District Court Injects Six Errors into Four-Factor Preliminary Injunction Test | Irwin IP LLP
Insulet Corp. v. EOFlow, Co. Ltd., 2024-1137 (Fed. Cir. June 17, 2024)
The Court of Appeals for the Federal Circuit (“CAFC”) recently reversed the U.S. District Court for the District of Massachusetts (“District Court”)’s grant of a preliminary injunction against EOFlow, a medical device manufacturer that makes insulin pump patches. Insulet, also a manufacturer of insulin pump patches (the “OmniPod”) sought the injunction to prevent EOFlow from making or selling its products on grounds that they misappropriated Insulet’s trade secrets. Insulet alleged it would be irreparably harmed by EOFlow’s impending merger with Medtronic. The CAFC held that, in analyzing the four-factor Winter test for preliminary injunctions, the District Court abused its discretion in at least six ways.
Courts evaluate whether to grant a preliminary injunction, “an extraordinary remedy that may only be awarded upon a clear showing that the plaintiff is entitled such a relief,” based upon four factors (the Winter factors): (1) likelihood of success on the merits, (2) likelihood of irreparable harm; (3) the balance of equities and hardships; and (4) whether injunction is in the public interest.
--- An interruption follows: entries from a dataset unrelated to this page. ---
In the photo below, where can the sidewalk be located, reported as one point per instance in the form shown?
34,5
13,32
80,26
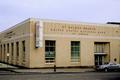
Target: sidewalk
52,70
2,65
60,70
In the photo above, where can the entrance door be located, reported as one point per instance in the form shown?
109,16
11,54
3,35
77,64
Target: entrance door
99,59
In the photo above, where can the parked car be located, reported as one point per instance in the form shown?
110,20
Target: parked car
108,67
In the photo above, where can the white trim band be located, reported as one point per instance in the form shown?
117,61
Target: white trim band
81,36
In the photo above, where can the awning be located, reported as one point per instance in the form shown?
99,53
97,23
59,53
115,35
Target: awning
100,53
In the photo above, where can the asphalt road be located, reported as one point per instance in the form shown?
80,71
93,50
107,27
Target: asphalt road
61,76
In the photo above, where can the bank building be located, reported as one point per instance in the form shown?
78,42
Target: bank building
42,43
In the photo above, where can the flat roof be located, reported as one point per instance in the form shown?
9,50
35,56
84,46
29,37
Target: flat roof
60,21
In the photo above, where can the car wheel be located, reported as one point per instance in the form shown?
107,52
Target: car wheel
106,69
On the likelihood of success on the merits, the CAFC held the District Court abused its discretion by (1) failing to consider whether the trade secret claim was time-barred, (2) applying a sweeping, “severely overbroad” definition of the claimant’s “trade secrets,” which included all information marked as “Confidential” and specifications, drawings, and CAD files related to the OmniPod, (3) failing to consider publicly accessible information about the OmniPod, including patent disclosures, and (4) erroneously stating that the capability for a product to be reverse engineered was insufficient to defeat trade secret protection. The CAFC further found that the harm to EOFlow from the overbroad trade secrets was “compounded” by “the [D]istrict [C]ourt’s position that ‘it would be unfair to require at this stage perfection as to the precise number and contours of the trade secrets at issue,’” leading it to “advanc[e] a hazy grouping of information that [it] did not probe with particularity to determine, what, if anything, was deserving of trade secret protection.” On the irreparable harm factor, the CAFC found that the District Court abused its discretion by relying on “mere conjecture” when it came to determining competitive harm via loss of market share. And on the public interest factor, the CAFC held the District Court abused its discretion by failing to “meaningfully engage with the public interest prong.”
It is atypical for an appellate court to so comprehensively dismantle an analysis when it could have stopped after the first error, but the CAFC seems to be sending trade secret plaintiffs a message. It is common for plaintiffs to advance an “aggressive” interpretation of trade secret law, demanding relief while refusing to identify their trade secrets with particularity. This denies the defense knowledge of what they are even fighting as well as giving the plaintiff flexibility to identify its trade secrets as whatever they find that the defendant took. But, courts have been suspicious of this strategy for decades as they struggled to balance trade secrets policies. See DeRubeis v. Witten Techs., Inc., 244 F.R.D. 676, 680-81 (N.D. Ga. 2007). Insulet led the District Court to strike the wrong balance, running well afoul of the law, and its luck ran out on appeal. The lesson here for trade secret plaintiffs is to put their cards on the table.